Thank you so much for your comments, Sean.
I am used to trying to figure out how things work through black-box analysis, rarely getting any help from the developers who actually know how they work. Your transparency - through blog and forum posts - should be an inspiration to others, many of whom would rather propagate mojo-myths than explain how something works.
Phase-coherency is one aspect I've never dwelt upon, because I figured it was way too complex to understand.
Obviously, in acoustical reverberation phase is all over the place as each reflection is delayed by different amounts. It stands to reason that this would be a huge factor in determining how the reverb wash sounds. But gosh, how does one go about analyzing it? You'd need a supercomputer to ray-trace every possible path, calculate their phase shifts, and sum them moment-by-moment. (Although analyzing a plate has got to be far, far simpler than a cathedral.)

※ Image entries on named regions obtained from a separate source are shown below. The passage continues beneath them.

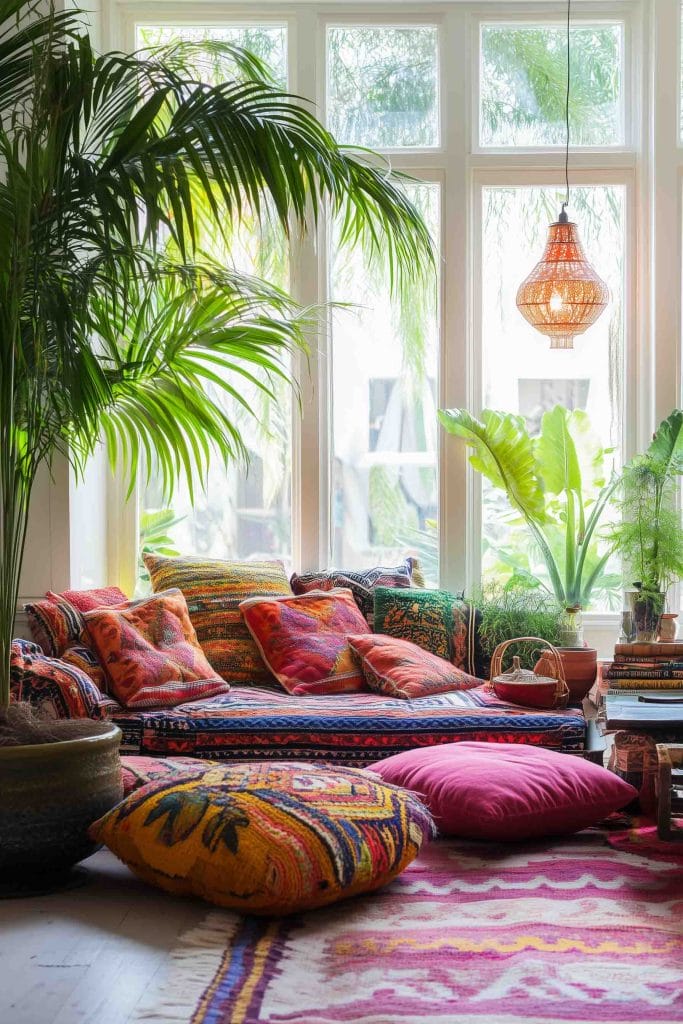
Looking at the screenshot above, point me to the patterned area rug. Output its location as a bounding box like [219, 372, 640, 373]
[139, 831, 683, 1024]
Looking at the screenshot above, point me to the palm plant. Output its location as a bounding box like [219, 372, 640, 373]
[0, 0, 433, 709]
[438, 406, 617, 612]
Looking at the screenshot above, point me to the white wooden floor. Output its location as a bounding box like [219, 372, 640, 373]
[0, 850, 210, 1024]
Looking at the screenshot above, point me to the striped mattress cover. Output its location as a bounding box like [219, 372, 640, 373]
[113, 686, 586, 767]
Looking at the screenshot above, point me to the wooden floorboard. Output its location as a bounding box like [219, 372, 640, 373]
[0, 850, 209, 1024]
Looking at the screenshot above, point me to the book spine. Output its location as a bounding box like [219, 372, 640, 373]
[607, 679, 683, 692]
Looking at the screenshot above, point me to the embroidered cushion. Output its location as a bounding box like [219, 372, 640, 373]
[374, 587, 486, 679]
[290, 558, 424, 622]
[144, 555, 292, 683]
[121, 754, 214, 797]
[346, 633, 483, 699]
[9, 640, 119, 719]
[371, 742, 638, 841]
[83, 590, 229, 708]
[240, 588, 370, 693]
[90, 761, 433, 914]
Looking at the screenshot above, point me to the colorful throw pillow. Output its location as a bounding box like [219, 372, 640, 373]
[45, 587, 128, 611]
[121, 754, 220, 797]
[83, 590, 229, 708]
[346, 633, 483, 699]
[240, 588, 370, 693]
[371, 742, 637, 841]
[10, 640, 119, 719]
[374, 587, 486, 679]
[90, 761, 433, 914]
[144, 555, 292, 683]
[290, 558, 424, 623]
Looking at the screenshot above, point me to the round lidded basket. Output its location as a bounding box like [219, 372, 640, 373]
[488, 637, 569, 708]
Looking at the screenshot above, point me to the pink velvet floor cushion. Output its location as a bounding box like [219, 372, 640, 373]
[370, 742, 638, 841]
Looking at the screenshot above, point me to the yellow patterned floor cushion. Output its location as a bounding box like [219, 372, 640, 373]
[144, 554, 292, 683]
[91, 761, 434, 914]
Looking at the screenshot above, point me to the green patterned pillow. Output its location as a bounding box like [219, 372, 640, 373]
[374, 587, 485, 679]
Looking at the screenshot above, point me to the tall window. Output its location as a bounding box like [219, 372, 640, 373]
[138, 24, 292, 563]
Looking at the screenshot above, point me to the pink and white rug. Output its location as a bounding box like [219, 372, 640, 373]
[139, 833, 683, 1024]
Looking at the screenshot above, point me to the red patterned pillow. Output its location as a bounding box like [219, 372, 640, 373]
[83, 590, 230, 708]
[240, 589, 370, 693]
[346, 633, 483, 699]
[10, 640, 120, 719]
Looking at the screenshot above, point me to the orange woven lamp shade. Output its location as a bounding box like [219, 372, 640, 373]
[517, 211, 609, 348]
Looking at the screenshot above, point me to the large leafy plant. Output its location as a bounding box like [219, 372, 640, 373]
[0, 0, 432, 708]
[439, 406, 618, 611]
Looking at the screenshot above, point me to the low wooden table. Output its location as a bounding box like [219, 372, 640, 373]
[656, 743, 683, 840]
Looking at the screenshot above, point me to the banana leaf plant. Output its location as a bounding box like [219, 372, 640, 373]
[0, 0, 434, 719]
[438, 406, 618, 612]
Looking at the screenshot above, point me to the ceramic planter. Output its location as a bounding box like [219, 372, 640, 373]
[0, 725, 123, 886]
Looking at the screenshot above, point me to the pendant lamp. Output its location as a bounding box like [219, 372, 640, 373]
[517, 0, 609, 348]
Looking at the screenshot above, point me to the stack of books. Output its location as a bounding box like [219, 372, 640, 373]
[602, 641, 683, 695]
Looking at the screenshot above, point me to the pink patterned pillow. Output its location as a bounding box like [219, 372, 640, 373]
[371, 742, 638, 841]
[240, 588, 370, 693]
[346, 633, 483, 699]
[83, 589, 230, 708]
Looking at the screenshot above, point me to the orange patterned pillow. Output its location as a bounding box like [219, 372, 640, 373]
[346, 633, 483, 699]
[240, 588, 370, 693]
[83, 590, 229, 708]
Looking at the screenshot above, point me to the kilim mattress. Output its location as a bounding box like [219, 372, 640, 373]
[114, 686, 586, 767]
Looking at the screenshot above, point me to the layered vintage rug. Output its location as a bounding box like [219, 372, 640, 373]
[139, 833, 683, 1024]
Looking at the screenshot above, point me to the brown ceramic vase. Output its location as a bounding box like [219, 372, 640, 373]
[533, 647, 598, 703]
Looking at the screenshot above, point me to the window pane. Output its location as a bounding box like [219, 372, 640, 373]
[137, 24, 287, 88]
[481, 185, 626, 609]
[327, 26, 439, 148]
[138, 26, 292, 581]
[479, 25, 624, 146]
[331, 184, 439, 583]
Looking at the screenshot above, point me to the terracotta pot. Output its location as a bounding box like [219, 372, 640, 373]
[533, 647, 598, 703]
[0, 723, 123, 883]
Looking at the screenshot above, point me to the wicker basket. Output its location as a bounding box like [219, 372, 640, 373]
[488, 637, 569, 708]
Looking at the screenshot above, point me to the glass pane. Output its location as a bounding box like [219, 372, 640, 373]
[137, 24, 287, 88]
[481, 185, 626, 609]
[138, 26, 292, 585]
[479, 25, 624, 146]
[327, 26, 439, 148]
[331, 184, 439, 584]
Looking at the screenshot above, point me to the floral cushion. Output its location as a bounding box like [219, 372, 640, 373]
[374, 587, 485, 679]
[144, 554, 292, 683]
[83, 590, 229, 708]
[90, 761, 434, 914]
[240, 588, 370, 693]
[10, 640, 121, 719]
[346, 633, 482, 698]
[290, 558, 424, 623]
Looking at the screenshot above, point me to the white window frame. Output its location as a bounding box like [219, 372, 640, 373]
[102, 0, 683, 638]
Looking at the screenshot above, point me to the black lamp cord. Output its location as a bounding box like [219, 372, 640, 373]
[559, 0, 571, 222]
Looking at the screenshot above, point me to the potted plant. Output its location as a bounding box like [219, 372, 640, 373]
[438, 406, 617, 683]
[0, 0, 433, 877]
[609, 409, 683, 641]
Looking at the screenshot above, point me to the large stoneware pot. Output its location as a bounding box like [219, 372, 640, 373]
[0, 723, 123, 888]
[533, 647, 598, 703]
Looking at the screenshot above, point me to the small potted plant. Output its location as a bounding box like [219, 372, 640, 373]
[609, 410, 683, 641]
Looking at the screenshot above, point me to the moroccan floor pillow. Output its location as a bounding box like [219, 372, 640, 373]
[83, 589, 229, 708]
[346, 633, 483, 698]
[91, 762, 433, 914]
[240, 588, 370, 694]
[290, 558, 424, 625]
[373, 587, 487, 679]
[144, 554, 292, 683]
[371, 742, 637, 842]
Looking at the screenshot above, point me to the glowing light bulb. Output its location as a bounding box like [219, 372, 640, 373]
[548, 292, 564, 313]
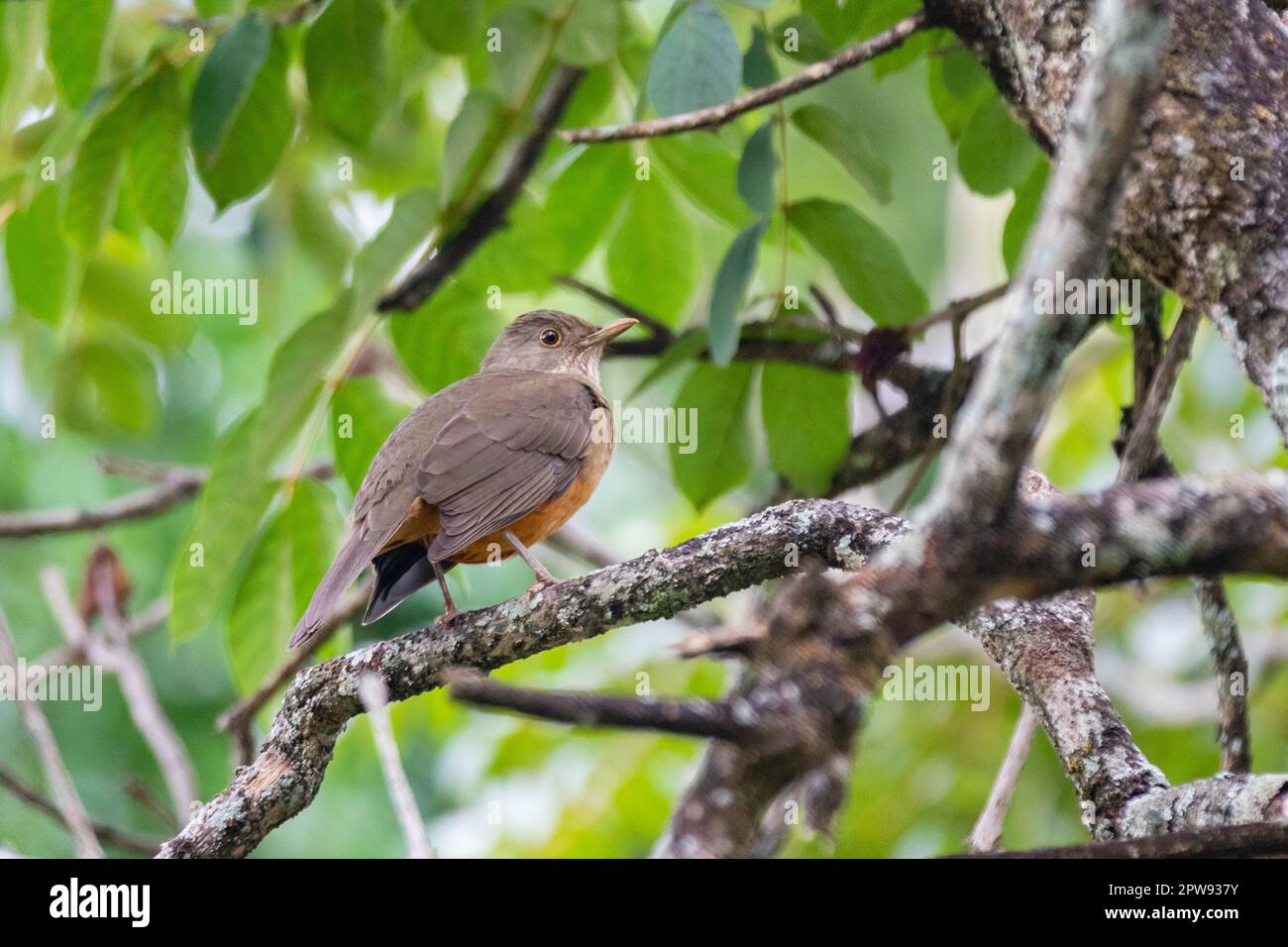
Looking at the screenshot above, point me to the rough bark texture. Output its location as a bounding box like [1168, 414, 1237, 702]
[161, 472, 1288, 858]
[926, 0, 1288, 436]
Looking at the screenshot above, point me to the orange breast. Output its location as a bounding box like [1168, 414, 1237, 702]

And now you tell me that the speed of sound varies with
frequency in a plate. This is a mind-blowing revelation. Why is that the case in steel but not in air? In all my reading on acoustics, I have never come across any reference suggesting that the SoS is not constant in homogeneous materials. You see plenty of tables that say "here's the speed in water, copper, steel" but none have a footnote saying "this is at one kilohertz only".
Not that I doubt it - you've ascertained it by measurement. I now see that I should be testing using different frequencies of sine waves rather than the single square wave impulse (1000 Hz) that I used.
Thanks again, Sean, for the information, for another great product, and (best of all for us po' folk) keeping the price down to a week's worth of peanut-butter-and-jelly sandwiches.